School is always going to be more challenging for Maeve. It is therefore my job to support her through these years: to help regulate, ease transitions, share the load of her anxiety. And yet I am here, across the road from an architectural consultancy in Stockholm, trying to catch a glimpse of a man I married on a beach in Thailand aged twenty-seven.
What has happened to me?
I don’t think Johan’s here, anyway. I can’t feel him. I’d like to hope that the sixth-Johan-sense I once had wore off a long time ago, but I suspect it’s still there. I suspect my body would still know when his was nearby, which in itself is unsettling.
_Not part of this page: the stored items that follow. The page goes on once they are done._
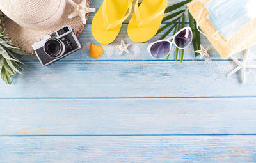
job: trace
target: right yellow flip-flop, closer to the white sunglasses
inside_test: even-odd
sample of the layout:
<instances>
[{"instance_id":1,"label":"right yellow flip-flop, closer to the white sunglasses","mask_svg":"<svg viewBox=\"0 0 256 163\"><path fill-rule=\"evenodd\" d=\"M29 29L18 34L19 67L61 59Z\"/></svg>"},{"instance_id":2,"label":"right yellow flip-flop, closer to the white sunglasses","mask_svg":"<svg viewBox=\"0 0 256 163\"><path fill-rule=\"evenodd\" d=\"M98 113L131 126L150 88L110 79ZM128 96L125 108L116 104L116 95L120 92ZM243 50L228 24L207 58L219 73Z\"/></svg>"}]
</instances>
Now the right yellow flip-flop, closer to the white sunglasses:
<instances>
[{"instance_id":1,"label":"right yellow flip-flop, closer to the white sunglasses","mask_svg":"<svg viewBox=\"0 0 256 163\"><path fill-rule=\"evenodd\" d=\"M159 29L168 0L143 0L138 7L136 0L134 15L128 24L128 36L134 42L147 42Z\"/></svg>"}]
</instances>

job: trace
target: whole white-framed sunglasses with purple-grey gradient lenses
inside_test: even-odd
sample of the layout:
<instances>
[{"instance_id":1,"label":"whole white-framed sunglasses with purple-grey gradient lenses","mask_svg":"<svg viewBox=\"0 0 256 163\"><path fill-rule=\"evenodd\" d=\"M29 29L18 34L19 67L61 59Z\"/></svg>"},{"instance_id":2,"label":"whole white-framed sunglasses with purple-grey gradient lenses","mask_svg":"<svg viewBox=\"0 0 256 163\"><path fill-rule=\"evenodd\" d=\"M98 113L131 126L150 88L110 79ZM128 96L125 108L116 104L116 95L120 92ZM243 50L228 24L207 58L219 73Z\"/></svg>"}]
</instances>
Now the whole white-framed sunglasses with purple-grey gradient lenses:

I start walking back toward the conference hotel. I have frightened myself. I take long breaths of the perishing air, telling myself reassuring things I’m not sure I believe. I record videos for both children, whose little bodies I’m longing to cuddle, and stop at a shop to buy them gifts.
I sit in a park, drinking a takeaway herbal tea while I wait the ten minutes remaining until I can video call them after school. Yanika has emailed me:Good to see you, Carrie. I hope you’ll forgive the questions. I knew what your answer would be, but had to ask. I’ll see you in March.
At 3:45 I video call Robin, who hasn’t even left for the school run yet. I’d forgotten about the time difference.
“Are you OK, my darling?” he asks, after I’ve updated him about Maeve. “Is everything going all right out there?”
Tell him.
“I…I’m just tired. I met Yanika today. She asked me some pretty tough questions, but really, I should have seen them coming. Apart from that I think it went well. I mean, she pretty much offered me a job, so…”
He’s been moving around the kitchen, getting after-school snacks for the kids, but at this he stops dead. “A job? I thought you were talking about a clinical attachment?”
“Oh, I am—don’t worry. She just said,you should come and work for me. She wasn’t serious. But I think that bodes well, don’t you?”
“Yes,” Robin says after a pause. He runs a hand through his hair. He looks harassed. “As long as you’re sure you’re not going to ask if we can move to Stockholm?”
“Oh, Robin. Of course not.”
“It’s hard to know what’s coming these days,” he says quietly.